Isabelle laid her magazine on the table and turned in the direction of the voice.
"Izaak, you must do what I, Doctor says."
Without a second thought of her dried out sandwiches, Isabelle rose from her chair and started out toward the window in her kitchen. There, in broad daylight, she could see her neighbours running around their backyard like a couple of children playing chasey.
"What on earth....?" she began, still gawking at the antics being displayed before her.
Izaak and Hanna Sobieski had been her neighbours for a little over twenty years now and had never, in that time, put on a performance such as this. For the most part they had been quiet, respectful neighbours. In fact, Isabelle had often thought them to be rather reclusive. They had immigrated from Krosno, Poland, back in the mid forties, not long after Krosno was liberated. They settled in beside her and Bertie and had been living an inconspicuous life ever since. She had never had a great deal to do with them, she often exchanged simpled greetings over their shared fence, but they hadn't associated much beyond that. Bertie often struck up the odd conversation with Izakk, but due to his thick Polish linguistics, was unable to carry it too far.
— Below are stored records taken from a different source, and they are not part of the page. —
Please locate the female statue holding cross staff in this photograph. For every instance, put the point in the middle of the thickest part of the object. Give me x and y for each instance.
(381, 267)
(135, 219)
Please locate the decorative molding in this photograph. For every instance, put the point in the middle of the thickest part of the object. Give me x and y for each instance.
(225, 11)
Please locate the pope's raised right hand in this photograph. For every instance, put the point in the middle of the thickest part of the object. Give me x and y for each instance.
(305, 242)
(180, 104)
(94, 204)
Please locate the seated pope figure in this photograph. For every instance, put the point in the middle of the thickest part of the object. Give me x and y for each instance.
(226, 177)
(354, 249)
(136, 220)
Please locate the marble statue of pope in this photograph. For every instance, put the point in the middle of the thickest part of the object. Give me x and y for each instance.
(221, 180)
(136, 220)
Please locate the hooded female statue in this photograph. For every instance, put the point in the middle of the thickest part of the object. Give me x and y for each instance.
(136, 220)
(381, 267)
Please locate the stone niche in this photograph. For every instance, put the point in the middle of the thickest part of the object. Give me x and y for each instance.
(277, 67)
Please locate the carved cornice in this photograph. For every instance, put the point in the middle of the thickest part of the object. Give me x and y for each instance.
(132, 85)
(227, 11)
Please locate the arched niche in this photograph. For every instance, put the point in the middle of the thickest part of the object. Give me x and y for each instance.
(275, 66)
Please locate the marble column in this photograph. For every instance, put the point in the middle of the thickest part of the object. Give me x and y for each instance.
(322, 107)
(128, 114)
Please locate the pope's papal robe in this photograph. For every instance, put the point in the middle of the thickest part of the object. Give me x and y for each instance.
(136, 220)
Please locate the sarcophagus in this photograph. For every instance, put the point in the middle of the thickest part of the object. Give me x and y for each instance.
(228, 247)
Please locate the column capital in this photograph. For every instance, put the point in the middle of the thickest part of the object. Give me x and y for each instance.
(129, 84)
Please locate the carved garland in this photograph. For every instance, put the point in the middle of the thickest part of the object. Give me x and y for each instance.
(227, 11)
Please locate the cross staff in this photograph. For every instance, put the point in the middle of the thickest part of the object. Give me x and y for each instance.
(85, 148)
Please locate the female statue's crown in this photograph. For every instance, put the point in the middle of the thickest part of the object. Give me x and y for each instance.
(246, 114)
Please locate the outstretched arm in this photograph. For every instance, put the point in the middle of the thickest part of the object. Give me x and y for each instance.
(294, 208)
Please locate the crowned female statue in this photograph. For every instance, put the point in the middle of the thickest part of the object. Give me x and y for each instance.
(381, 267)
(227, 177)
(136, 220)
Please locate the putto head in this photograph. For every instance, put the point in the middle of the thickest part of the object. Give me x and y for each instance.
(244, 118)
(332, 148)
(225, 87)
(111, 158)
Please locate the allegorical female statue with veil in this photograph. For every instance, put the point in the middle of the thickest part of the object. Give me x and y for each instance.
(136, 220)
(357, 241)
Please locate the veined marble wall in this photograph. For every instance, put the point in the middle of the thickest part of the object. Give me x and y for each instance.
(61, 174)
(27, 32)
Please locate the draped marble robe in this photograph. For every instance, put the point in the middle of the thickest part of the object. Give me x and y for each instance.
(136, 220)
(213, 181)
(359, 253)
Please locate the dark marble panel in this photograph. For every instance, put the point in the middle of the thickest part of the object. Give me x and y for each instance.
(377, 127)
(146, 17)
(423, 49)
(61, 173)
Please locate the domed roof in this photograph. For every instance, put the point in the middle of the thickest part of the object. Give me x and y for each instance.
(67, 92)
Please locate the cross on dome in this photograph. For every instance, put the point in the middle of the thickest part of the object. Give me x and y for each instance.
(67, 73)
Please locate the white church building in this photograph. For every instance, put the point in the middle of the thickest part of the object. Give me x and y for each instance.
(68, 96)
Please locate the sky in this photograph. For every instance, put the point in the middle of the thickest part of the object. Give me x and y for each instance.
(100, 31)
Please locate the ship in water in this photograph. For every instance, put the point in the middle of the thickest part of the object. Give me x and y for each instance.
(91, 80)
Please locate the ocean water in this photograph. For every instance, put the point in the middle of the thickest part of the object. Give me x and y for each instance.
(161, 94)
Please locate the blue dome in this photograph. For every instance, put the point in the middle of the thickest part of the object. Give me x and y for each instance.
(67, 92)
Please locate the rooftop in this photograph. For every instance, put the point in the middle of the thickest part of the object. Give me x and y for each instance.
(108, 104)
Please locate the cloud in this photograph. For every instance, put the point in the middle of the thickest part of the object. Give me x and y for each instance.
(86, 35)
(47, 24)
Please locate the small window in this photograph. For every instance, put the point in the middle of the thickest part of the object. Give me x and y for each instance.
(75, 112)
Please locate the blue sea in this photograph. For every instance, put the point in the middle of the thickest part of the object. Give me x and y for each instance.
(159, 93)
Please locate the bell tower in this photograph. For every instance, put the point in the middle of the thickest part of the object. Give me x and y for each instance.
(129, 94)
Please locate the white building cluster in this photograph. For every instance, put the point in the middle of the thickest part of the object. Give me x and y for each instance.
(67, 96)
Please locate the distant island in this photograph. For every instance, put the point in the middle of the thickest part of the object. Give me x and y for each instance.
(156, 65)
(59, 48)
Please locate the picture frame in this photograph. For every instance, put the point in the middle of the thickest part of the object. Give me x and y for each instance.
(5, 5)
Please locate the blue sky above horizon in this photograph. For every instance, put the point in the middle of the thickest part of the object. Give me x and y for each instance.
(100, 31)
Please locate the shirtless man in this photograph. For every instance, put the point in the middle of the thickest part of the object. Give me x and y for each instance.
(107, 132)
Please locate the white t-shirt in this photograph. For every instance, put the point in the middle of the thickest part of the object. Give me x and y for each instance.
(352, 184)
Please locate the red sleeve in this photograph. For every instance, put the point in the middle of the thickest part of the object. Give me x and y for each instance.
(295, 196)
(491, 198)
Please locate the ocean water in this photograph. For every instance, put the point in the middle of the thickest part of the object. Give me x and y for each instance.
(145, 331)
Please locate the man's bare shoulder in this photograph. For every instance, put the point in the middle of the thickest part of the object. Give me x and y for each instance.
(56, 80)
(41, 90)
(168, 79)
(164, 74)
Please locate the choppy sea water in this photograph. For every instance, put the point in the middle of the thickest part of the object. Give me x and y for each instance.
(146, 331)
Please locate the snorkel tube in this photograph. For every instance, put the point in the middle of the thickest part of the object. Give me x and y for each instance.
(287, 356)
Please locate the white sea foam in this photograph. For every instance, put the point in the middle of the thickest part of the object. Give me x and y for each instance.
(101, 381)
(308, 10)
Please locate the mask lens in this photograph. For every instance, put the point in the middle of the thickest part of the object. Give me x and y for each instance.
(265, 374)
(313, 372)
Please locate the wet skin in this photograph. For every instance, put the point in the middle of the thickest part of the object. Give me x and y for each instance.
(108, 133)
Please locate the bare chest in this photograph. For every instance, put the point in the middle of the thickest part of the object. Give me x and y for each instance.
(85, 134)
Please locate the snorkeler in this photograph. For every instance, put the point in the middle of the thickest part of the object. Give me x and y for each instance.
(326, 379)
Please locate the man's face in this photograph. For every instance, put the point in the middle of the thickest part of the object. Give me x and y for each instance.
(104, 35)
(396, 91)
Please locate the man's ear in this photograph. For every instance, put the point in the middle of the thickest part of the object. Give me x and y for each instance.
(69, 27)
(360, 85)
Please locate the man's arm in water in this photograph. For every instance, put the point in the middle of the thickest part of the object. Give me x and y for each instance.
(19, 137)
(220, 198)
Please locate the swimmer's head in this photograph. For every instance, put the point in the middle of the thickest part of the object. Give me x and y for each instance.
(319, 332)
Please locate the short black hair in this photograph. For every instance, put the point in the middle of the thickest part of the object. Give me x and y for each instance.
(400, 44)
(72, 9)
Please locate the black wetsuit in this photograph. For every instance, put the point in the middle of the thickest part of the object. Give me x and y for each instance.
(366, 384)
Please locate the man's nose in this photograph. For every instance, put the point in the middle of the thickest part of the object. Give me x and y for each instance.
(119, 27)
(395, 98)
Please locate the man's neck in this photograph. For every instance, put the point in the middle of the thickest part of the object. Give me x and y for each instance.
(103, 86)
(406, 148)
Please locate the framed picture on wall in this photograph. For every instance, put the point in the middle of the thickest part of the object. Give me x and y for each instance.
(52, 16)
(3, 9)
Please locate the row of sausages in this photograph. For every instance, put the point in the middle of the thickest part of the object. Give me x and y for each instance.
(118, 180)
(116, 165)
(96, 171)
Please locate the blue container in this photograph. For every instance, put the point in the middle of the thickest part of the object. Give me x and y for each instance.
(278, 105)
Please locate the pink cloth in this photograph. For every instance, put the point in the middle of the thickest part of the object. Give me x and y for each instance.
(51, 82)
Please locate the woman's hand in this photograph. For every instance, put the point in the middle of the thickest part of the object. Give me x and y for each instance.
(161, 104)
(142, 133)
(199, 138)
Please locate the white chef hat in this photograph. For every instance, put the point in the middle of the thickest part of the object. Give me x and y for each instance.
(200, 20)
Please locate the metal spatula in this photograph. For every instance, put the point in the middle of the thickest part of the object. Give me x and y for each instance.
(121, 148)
The language barrier hadn't stopped Izaak from continuing to bend Bertie's ear however, he loved a chat whether or not Bertie understood a word he was saying. He just kept right on babbling. Once he had mentioned something about his father working in a glass factory as a young man, before the onset of the first world war, the same one he went to work at himself in latter years, or at least that's what Bertie thought he was to tell him anyway! Apparently he had met Hanna while she was working in a linen-weaving factory, not long before the second world war erupted.
"You go, get away... I no take you devil potion, you try to kill me!"
Isabelle's mouth fell open, what was wrong with the man? Surely he must be joking, how could he think such a thing? She was now more certain than ever that the pair of them were mad as hatters.
"Izaak, don't be dumb, I try help you. Come take medicine."
He would have none of it, instead he weaved in and out of Hanna's vegie garden and around the dilapidated clothesline to escape her and the dreaded medicine she was trying to administer.
"I no let you kill me woman, you evil."
With that, Izaak managed to slip past Hanna and back into the house. Isabelle watched as Hanna lowered her head in defeat and hobbled in after him, still grasping the bottle of tablets in her gnarly, arthritic hands.
Bertie had told Isabelle once that Izaak had indicated, or so he thought he was trying to indicate, that Hanna was a witch and was trying to kill him.
"She be woman of the Devil, a Witch-Devil!" Izaak had blurted to him one afternoon. "She be kill me soon, you wait to see."
Never one to overreact, Bertie had simply assumed that like most married men, Izaak was complaining about his wife, just as other men complain about theirs. He found the wording a little strong, but he put it down to the language barrier. Perhaps Izaak didn't understand the words he was saying meant something different in Australia to what they may mean in Poland.